Fidan ile Değnek

H. Kübra ERGİN

Canı olan, her şeyden gıdalanır, büyümesi artar, ölü olan ise her tesirden bozulur, çürümesi artar.

Bahçe kapısı gıcırdayınca dönüp baktı, Hacı Mehmet Ali. Gelenin torunu olduğunu görünce, görmezden gelip başını çevirdi.

Torunu ürkek bir edâyla gelip dedesinin arkasında durdu, dönüp bakmasını bekledi. Ama dedesi bakmadı; demek kızgınlığı geçmemişti. Acemilikle ne yapacağını bilemez hâlde dikildi kaldı. Tâ ki babaannesi gelene kadar…

Kolunun altında duvar yastıklarıyla gelen babaannesi, her zamanki gibi hayatın köşesini döşemeye başladı. Yaz akşamları hayat dedikleri avluya su serper, duvar yastıkları ve şiltelerle döşeyerek serinlikte otururlardı. Hacı Mehmet Ali dönüp hanımına doğru baktı, ama torunuyla göz göze gelmemek için tekrar başını çevirdi.

Babaanne, dede-torunun barışmayı beceremediğini görünce arabuluculuğa koştu:

“–Dedesi, bak Mehmet Ali elini öpmeye gelmiş, özür diliyormuş…” dedi. Bir yandan da torununa kaş-göz hareketleriyle «hadi öp dedenin elini» mânâsında işaret etmeyi ihmal etmedi.

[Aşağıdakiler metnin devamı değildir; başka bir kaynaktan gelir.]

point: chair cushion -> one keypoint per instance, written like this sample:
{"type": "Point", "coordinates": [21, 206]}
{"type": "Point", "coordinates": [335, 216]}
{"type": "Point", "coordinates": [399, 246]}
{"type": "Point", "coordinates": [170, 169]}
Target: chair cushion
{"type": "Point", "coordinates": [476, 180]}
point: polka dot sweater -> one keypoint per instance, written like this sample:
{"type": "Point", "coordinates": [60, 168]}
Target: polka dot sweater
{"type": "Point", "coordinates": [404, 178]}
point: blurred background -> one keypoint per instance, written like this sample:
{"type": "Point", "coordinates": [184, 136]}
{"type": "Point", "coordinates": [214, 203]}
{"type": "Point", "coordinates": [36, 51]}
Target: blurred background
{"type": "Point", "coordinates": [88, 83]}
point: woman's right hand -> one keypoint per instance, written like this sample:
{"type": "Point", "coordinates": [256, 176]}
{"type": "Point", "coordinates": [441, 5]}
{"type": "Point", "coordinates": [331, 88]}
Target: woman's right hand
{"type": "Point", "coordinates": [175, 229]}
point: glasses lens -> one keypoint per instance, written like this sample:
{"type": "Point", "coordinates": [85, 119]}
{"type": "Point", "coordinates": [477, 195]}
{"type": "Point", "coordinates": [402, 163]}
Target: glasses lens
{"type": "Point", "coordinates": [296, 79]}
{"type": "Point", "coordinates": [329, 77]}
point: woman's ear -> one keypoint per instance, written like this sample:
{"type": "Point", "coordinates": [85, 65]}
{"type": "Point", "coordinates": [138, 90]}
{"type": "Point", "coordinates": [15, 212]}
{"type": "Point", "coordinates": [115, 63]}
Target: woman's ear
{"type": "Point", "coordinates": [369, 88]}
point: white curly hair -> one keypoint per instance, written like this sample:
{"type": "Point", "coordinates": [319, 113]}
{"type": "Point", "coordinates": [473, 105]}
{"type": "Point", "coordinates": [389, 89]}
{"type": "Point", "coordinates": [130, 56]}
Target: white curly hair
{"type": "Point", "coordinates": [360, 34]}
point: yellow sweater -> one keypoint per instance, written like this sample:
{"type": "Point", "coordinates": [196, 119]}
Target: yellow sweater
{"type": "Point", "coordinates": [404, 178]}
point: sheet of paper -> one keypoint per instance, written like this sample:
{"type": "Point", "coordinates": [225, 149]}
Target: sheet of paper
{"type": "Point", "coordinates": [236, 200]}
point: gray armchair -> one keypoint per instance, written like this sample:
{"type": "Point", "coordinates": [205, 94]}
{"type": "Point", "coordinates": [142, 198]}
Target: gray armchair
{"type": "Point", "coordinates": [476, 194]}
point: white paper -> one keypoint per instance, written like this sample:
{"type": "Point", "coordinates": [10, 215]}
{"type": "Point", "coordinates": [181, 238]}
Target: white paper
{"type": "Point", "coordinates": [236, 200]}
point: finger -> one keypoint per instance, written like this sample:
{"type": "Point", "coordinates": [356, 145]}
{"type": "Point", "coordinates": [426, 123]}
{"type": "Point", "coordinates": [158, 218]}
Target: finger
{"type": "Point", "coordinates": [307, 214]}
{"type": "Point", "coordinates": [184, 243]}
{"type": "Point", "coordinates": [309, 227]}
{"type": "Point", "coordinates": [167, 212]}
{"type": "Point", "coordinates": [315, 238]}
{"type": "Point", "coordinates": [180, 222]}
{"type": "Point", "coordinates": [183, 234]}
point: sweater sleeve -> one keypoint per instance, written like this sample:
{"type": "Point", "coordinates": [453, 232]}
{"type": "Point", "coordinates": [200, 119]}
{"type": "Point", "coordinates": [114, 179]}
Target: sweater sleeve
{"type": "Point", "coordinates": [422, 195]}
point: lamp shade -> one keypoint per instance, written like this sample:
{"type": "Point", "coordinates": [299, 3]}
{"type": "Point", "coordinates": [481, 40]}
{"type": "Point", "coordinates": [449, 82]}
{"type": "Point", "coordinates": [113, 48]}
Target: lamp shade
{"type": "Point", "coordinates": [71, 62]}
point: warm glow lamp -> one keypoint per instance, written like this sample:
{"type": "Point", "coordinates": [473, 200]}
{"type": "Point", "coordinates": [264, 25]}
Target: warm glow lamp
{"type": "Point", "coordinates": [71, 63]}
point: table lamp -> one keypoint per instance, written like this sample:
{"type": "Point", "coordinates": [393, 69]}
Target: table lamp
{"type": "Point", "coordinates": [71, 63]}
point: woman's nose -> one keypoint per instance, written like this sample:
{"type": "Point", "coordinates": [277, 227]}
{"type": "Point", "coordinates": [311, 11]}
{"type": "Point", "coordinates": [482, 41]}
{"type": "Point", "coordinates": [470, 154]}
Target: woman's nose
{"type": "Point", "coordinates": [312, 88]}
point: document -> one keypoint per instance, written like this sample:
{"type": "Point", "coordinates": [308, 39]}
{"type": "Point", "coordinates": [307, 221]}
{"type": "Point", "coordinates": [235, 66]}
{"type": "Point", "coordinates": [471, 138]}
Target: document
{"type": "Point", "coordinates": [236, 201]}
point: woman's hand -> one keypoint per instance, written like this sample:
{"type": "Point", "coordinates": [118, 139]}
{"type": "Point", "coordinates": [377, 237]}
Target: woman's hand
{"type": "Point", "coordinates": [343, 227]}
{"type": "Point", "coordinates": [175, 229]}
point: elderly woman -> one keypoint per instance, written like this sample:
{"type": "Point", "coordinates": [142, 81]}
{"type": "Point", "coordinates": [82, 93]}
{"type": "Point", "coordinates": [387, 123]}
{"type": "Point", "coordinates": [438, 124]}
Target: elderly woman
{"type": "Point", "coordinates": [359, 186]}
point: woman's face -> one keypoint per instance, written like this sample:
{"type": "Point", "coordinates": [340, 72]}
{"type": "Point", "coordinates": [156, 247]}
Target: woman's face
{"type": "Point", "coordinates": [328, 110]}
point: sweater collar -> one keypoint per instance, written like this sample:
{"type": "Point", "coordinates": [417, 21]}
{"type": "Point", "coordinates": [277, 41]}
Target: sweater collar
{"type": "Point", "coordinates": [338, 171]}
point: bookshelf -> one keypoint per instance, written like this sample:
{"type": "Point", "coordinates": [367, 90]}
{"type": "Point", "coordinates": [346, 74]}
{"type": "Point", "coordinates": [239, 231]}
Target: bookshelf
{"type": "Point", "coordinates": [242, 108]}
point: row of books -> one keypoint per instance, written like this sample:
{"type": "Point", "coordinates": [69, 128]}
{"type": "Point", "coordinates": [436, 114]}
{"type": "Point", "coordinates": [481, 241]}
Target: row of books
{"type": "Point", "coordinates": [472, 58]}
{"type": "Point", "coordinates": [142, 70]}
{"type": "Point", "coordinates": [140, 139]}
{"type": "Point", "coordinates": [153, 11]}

Mehmet Ali sabahki şımarık hâlinden tamamen sıyrılmış, uysalca başını eğmişti. Dedesinin kırgın bakışları altında biraz daha eğilip elini tutmaya çalıştı. Dedesi önce elini isteksizce vermiş olsa da, onun bu hâline dayanamamıştı işte; torununu elinden tutup kendine doğru çekti, bağrına bastı.

Dede-torunun sarılışı babaanneyi memnun etmişti. Bu mutlu tabloya gülen gözlerle bir kez daha bakıp iç rahatlığıyla işinin başına döndü.

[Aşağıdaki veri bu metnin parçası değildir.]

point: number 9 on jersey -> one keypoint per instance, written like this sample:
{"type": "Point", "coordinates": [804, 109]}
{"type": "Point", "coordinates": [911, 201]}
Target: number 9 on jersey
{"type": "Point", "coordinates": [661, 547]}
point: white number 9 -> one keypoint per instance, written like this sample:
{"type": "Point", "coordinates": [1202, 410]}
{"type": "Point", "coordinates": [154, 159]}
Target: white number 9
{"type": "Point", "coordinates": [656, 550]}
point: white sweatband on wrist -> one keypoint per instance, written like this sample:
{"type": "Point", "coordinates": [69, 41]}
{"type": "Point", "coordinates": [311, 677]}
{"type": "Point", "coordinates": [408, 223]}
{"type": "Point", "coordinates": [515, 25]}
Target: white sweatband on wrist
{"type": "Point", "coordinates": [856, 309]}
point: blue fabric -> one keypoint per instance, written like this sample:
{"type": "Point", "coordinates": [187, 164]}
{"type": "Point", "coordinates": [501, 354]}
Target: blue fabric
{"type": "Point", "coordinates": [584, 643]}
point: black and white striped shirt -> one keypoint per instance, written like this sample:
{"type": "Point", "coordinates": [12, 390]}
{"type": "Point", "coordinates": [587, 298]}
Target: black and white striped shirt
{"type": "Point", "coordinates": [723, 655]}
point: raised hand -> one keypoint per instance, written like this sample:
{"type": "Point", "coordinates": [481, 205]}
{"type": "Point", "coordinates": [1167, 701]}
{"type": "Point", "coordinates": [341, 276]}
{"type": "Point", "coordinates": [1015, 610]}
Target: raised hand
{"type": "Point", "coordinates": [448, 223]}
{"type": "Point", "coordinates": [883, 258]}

Sabahtan beri Hacı Mehmet Ali’ye söylüyordu zaten:

“–Delikanlılık çağı, olur böyle şeyler…” diyordu. “Akıllıdır, benim torunum, hatasını anlar eninde sonunda…”

Sanki Hacı Mehmet Ali bilmiyor muydu bunu? Sanki o az mı seviyordu torununu?

Doğduğu günden beri başka severdi onu; adını koyduklarından mı bilmem. Ama sabahleyin kırmıştı kalbini… çok incitmişti dedesini…

Sanki o anlamıyor muydu torununun derdini? Haklıydı elbet, o da gençti, arkadaşlarından görüp özenirdi her şeye. O da giyinmek kuşanmak isterdi; gezmek, tozmak… ama dedesinin imkânı bunlara yetmezdi.

“–Ahh; anası, babası sağ olsaydı böyle mi olurdu!” diye iç geçirirdi hep.

Ama ne yapalım Allah’ın takdiri… Mehmet Ali’sinin de kaderi; tıpkı dedesi gibi yetim büyümek olmuştu.

Dede-torun beraberce hayatın arka tarafına kadar yürüdüler. Taş döşenmiş kısım bitince, bahçenin avar dedikleri, domates, salatalık gibi sebzeleri ektikleri kısımları başlamıştı. Burada tarhları birbirinden ayıran taşlara basa basa elma fidanının yanına dek yürüdüler. Dedesi, torununa fidanı göstererek sordu:

“–Bunu hatırlıyorsun değil mi?”

“–Hı hı, dedi Mehmet Ali; geçen sene dikmiştik…”

“–Bak sana ne diyeceğim, Mehmet Ali, bir şu fidana bak, bir de yanındaki şu değneğe… Ne görüyorsun?”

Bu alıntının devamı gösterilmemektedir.